This guest post is by Dorinda Hartmann, viewing technician in the Moving Image Research Center.
In 2019, we have nearly immediate access to many of the activities of Earth’s astronauts, from NASA’s live-stream of the Earth from space to interviews with the crew of the International Space Station from orbit, widely available at any time.
But fifty years ago, when people on earth wanted to experience the first moon landing as it happened, they turned to broadcast outlets like live network television. And while certain moments such as the first step onto the surface of the moon were recorded for posterity, there were also hours and hours of linked programming (and advertising) surrounding, contextualizing, and commenting on these events—what has been called the “flow” of television.[i]
If you don’t have a kinescope (a film taken of a broadcast monitor) or a reel-to-reel video recording of the many broadcasts surrounding the Apollo 11 mission, what is a researcher to do?
Well, broadcast networks also left many valuable paper records of their programming, both before and after the fact. The Moving Image Research Center at the Library of Congress is a great resource for researching some aspects of live television events like the moon landing from a network’s side of things.
For example…
NBC Press Releases
Here in the Moving Image Research Center, we have bound volumes of the NBC Television Press Releases from 1951 to 1989, containing material written and distributed by the Press Department of the National Broadcasting Company. The volume for July 1969 is bursting with programming about space travel in general and the moon landing in particular: plans, schedules, revisions, recaps, ratings.
For instance, here are two pages from the extensive list of NBC News special programming planned around the Apollo 11 mission, including continuous coverage from Sunday noon until Monday evening:

Later pages in the volume added or revised this schedule as times and plans changed—would “Daniel Boone” be joined in progress, or pre-empted entirely?—and then afterward, the continuous coverage was summarized in a multi-page report, including the names and locations of various commentators:

NBC Television Program Analysis Files
The live broadcasts are summarized in more detail in the NBC Television Program Analysis files, held on microfiche, roughly transcribing what actually went out on the air. We discussed these files in more detail last year, in our blog post “NBC Television in Black & White”.
In the program cards on Apollo 11, commentators are quoted or paraphrased, and filmed segments are noted as such. Also, notice the mention of commercials—when they ran, for which company or product, and for how long—an artifact of broadcast television that can be hard to find in retrospect:
Some of the summaries are of events that were also recorded, which makes for an interesting comparison of the spoken words and the jotted cards—as for instance in a pre-mission press conference with the Apollo 11 astronauts, an event preserved in a NASA recording, and recently re-enacted in the feature film First Man (Universal Pictures, 2018).
The moments of the actual landing, and the first steps onto the moon, are highlighted with dramatic underlining and very specific time-stamps. The descriptions also carefully note when source was audio-only, and when there were visuals:
Notice that while the word “leap” was hand-printed in to Armstrong’s famous quote, the first part of the quote was transcribed with a slight error. So if these cards were the only existing record of the first words on the moon, we might remember the “One small step” a little differently.
NBC Television Master Books
Careful records of everything broadcast for the entire day were also kept in the NBC Television Master Books, from the television station WNBT/WNBC. These contain daily program logs, program scripts, commercial scripts, advertising copy, news copy, telecast reports, and in some instances, master music sheets, which list the musical contents of programs.
These pages from the Master Book section for July 21, 1969, include: 1) a handwritten report for “Apollo Special/Moon Landing”, with lists of locations and segments, names and roles of guests, and scheduled times for the lunar liftoff and docking. And 2) a typed page detailing the news from 7 to 8pm, listing a mixture of taped segments (using the abbreviation SOT for Shot On Tape), filmed segments (using the abbreviation SOF for Shot On Film), and live announcers.

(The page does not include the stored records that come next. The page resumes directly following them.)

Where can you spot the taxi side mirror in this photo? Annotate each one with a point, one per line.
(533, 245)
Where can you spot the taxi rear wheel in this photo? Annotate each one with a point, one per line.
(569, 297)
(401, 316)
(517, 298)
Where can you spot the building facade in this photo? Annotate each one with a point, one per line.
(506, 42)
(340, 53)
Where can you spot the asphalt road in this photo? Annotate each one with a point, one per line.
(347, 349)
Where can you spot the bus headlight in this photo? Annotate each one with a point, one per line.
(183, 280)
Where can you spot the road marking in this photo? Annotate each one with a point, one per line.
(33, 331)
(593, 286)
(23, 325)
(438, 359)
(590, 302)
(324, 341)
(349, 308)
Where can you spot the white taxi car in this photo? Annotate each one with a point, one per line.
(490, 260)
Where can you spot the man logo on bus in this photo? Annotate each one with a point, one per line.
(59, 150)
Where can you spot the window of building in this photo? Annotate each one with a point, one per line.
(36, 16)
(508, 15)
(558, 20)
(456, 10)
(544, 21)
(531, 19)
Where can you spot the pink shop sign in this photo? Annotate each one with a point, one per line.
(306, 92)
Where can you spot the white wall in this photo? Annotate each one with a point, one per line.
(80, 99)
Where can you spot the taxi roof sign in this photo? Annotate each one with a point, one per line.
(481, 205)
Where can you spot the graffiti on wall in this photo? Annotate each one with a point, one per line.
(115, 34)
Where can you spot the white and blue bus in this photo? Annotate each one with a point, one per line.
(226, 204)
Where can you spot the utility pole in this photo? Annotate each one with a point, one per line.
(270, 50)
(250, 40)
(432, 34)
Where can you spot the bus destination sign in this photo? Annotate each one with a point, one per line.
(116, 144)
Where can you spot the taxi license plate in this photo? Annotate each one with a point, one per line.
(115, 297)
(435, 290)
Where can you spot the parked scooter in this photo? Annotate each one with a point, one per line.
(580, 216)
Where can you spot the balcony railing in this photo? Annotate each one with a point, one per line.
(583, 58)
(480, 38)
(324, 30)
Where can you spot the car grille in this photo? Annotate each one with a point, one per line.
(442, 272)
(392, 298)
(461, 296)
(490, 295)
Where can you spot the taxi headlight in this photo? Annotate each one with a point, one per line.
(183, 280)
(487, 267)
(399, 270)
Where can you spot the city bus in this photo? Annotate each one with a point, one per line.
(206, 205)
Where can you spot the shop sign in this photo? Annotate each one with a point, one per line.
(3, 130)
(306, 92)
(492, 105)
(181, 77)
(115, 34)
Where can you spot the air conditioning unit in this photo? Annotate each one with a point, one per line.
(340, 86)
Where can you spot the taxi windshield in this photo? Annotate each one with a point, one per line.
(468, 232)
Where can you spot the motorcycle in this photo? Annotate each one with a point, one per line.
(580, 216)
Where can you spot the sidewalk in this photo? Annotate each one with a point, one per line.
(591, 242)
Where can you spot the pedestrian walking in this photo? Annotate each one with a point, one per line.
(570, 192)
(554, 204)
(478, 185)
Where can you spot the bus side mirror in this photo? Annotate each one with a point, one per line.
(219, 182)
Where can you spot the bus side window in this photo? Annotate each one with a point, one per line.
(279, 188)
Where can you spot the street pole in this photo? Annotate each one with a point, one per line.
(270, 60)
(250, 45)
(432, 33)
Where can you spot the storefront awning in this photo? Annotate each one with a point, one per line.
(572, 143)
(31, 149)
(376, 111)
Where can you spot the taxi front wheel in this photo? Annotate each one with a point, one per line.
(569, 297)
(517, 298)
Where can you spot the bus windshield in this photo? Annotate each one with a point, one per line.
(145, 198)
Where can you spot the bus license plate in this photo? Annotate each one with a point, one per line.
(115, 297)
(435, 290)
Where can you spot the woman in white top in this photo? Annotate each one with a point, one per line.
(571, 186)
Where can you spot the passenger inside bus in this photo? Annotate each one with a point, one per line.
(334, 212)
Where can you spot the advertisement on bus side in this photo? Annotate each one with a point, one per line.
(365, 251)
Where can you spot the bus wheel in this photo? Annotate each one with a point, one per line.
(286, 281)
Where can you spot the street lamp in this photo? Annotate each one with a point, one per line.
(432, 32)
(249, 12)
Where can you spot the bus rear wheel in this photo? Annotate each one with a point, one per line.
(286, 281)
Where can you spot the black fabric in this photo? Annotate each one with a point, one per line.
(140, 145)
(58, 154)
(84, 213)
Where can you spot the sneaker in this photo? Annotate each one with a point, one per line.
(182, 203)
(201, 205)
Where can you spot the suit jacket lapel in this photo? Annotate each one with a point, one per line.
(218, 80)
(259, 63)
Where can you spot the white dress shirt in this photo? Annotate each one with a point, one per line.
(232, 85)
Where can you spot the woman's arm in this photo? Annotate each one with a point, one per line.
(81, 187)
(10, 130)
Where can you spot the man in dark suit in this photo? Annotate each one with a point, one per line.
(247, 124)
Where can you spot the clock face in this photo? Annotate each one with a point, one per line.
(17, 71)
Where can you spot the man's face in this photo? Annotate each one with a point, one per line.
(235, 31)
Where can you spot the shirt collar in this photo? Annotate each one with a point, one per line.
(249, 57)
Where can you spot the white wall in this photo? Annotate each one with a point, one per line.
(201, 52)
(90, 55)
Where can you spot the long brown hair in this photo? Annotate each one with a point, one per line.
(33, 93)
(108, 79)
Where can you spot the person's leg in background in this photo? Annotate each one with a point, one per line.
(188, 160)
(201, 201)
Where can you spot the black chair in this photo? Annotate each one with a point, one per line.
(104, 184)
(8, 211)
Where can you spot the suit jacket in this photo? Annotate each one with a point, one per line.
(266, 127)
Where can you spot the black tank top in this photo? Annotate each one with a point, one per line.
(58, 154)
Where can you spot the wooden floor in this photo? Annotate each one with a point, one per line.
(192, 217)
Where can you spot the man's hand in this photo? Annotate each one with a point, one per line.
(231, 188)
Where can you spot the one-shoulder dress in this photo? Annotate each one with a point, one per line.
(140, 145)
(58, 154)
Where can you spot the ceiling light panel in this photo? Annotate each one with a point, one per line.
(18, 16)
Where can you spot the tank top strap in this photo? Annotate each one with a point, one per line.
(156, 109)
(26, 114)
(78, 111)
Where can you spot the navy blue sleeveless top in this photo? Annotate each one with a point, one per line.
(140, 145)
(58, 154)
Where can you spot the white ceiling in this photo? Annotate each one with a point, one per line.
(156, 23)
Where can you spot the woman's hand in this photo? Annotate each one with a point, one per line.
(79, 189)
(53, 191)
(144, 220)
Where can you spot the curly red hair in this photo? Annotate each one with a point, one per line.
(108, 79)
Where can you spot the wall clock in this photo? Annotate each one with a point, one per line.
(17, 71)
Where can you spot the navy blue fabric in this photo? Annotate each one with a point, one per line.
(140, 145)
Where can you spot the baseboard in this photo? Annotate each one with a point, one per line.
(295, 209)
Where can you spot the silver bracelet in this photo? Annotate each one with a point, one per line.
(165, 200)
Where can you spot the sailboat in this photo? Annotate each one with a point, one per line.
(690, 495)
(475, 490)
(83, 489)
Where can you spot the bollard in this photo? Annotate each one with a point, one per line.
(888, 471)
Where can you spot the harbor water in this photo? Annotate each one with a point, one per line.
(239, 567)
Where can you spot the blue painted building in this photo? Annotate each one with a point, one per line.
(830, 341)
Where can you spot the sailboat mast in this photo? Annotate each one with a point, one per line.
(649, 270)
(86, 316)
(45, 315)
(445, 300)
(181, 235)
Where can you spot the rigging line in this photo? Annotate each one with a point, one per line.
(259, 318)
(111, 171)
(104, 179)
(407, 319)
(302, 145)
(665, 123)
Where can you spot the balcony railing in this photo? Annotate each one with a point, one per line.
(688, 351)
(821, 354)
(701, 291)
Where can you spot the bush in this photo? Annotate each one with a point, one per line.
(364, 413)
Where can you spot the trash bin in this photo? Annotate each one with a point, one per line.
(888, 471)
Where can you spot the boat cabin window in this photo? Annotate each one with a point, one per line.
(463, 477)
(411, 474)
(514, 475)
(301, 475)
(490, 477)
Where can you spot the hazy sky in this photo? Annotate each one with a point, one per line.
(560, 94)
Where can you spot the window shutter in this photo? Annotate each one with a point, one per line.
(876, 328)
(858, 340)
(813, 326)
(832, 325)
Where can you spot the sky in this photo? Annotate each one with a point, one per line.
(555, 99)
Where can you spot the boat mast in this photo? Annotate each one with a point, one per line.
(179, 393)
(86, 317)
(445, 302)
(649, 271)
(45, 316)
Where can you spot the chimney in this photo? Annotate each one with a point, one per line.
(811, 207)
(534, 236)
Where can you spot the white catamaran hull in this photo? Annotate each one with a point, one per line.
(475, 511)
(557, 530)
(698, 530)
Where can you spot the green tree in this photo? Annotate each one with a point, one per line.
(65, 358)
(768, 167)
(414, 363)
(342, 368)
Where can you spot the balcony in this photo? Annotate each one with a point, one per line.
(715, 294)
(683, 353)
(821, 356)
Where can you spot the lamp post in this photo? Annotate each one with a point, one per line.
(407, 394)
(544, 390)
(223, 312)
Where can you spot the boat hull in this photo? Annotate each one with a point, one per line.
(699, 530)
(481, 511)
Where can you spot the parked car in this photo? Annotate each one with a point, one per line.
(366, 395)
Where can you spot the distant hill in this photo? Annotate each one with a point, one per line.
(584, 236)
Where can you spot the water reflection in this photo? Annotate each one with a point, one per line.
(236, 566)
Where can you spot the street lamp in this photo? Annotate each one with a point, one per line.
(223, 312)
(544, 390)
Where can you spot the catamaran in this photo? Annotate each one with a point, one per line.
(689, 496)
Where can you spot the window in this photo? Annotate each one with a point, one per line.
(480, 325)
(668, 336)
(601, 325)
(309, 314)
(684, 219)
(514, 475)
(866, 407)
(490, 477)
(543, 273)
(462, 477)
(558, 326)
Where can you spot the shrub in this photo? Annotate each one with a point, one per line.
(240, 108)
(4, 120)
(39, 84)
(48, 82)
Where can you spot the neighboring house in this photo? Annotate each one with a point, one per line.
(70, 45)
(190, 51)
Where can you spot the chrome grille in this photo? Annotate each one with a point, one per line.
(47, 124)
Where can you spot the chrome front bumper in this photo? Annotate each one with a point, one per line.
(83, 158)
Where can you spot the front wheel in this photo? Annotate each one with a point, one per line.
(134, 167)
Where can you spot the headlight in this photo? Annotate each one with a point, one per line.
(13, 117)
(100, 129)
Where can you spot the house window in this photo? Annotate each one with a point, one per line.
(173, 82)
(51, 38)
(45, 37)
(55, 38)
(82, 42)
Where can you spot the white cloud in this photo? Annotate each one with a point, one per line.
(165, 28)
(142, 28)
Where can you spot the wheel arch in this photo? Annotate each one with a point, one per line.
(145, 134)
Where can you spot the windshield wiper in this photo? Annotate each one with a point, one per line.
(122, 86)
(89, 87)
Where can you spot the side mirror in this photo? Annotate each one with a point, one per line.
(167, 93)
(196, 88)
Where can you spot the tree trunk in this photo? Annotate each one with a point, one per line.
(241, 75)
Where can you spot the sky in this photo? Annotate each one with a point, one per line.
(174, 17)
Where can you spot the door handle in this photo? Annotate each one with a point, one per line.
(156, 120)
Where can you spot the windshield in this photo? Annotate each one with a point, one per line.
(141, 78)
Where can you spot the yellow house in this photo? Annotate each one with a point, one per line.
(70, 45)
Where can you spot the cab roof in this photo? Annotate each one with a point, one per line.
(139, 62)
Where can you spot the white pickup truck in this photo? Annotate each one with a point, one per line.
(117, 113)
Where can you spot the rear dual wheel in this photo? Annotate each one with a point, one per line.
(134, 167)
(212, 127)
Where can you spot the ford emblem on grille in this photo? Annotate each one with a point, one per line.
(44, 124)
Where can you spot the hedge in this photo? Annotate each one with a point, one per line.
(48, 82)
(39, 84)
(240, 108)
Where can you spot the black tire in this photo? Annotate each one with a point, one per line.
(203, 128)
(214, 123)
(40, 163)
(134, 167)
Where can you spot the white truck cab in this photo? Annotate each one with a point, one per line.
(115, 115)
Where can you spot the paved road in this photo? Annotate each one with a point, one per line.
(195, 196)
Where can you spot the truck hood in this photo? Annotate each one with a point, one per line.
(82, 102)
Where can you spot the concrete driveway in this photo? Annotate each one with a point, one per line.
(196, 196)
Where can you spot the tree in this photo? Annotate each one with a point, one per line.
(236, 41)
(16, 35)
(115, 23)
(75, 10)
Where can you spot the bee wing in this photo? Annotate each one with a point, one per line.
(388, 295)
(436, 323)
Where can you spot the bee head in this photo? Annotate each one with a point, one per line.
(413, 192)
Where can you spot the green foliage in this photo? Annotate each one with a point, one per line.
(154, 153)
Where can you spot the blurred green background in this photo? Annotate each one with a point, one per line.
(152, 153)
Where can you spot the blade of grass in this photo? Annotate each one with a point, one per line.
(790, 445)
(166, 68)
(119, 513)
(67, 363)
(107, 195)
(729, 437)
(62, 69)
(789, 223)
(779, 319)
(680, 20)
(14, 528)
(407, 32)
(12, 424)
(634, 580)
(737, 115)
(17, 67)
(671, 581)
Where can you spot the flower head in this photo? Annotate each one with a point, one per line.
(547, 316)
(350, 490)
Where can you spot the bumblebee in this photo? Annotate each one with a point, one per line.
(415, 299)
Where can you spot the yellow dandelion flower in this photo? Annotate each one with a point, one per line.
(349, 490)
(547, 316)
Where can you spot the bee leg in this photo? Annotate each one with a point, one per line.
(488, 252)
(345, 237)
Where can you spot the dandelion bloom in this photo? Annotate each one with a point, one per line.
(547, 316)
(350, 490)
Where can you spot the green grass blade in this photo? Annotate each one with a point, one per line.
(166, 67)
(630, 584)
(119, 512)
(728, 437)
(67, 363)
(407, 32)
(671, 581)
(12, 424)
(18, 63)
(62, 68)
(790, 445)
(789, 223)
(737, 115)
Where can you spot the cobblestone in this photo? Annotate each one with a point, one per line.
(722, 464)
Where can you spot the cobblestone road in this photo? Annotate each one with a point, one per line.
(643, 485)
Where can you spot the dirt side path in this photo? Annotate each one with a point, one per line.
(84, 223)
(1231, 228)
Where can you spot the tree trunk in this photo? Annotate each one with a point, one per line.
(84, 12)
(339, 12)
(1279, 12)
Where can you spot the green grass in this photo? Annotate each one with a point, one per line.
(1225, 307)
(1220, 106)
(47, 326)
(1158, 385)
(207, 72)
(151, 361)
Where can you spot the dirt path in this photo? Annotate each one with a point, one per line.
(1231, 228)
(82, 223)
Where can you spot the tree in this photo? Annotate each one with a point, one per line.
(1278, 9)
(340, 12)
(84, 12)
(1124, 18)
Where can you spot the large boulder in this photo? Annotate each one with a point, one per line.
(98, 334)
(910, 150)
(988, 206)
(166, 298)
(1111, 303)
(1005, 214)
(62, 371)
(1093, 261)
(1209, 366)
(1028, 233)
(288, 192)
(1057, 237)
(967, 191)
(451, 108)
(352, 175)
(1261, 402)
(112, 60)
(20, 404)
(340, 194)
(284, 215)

Vanderbilt Television News Archive
Here in the Moving Image Research Center we can also provide access to the Vanderbilt Television News Archive, which contains actual recordings of evening newscasts on the major U.S TV networks beginning in August, 1968, plus some other broadcasts as available, including commercials.

Through Vanderbilt, you can see ABC’s Frank Reynolds musing on the question of what Neil Armstrong might say when he steps onto the moon, or Chet Huntley on NBC discussing the crash landing of the unmanned Soviet Luna XV spacecraft onto the moon, only hours before the U.S. astronauts were scheduled to lift off from the moon for their return to Earth.
Even though much of live TV has disappeared into the ether, with these kinds of resources you can begin to reconstruct the flow of a broadcast television day—including that day fifty years ago, as we waited and watched to see humanity take its first steps on another world.
Researchers can access any of this material in the Moving Image Research Center. As always, don’t hesitate to get in touch through Ask a Librarian if you have questions about moving image or recorded sound research at the Library of Congress.
[i] First formulated by Raymond Williams in his 1974 book Television: Technology and Cultural Form.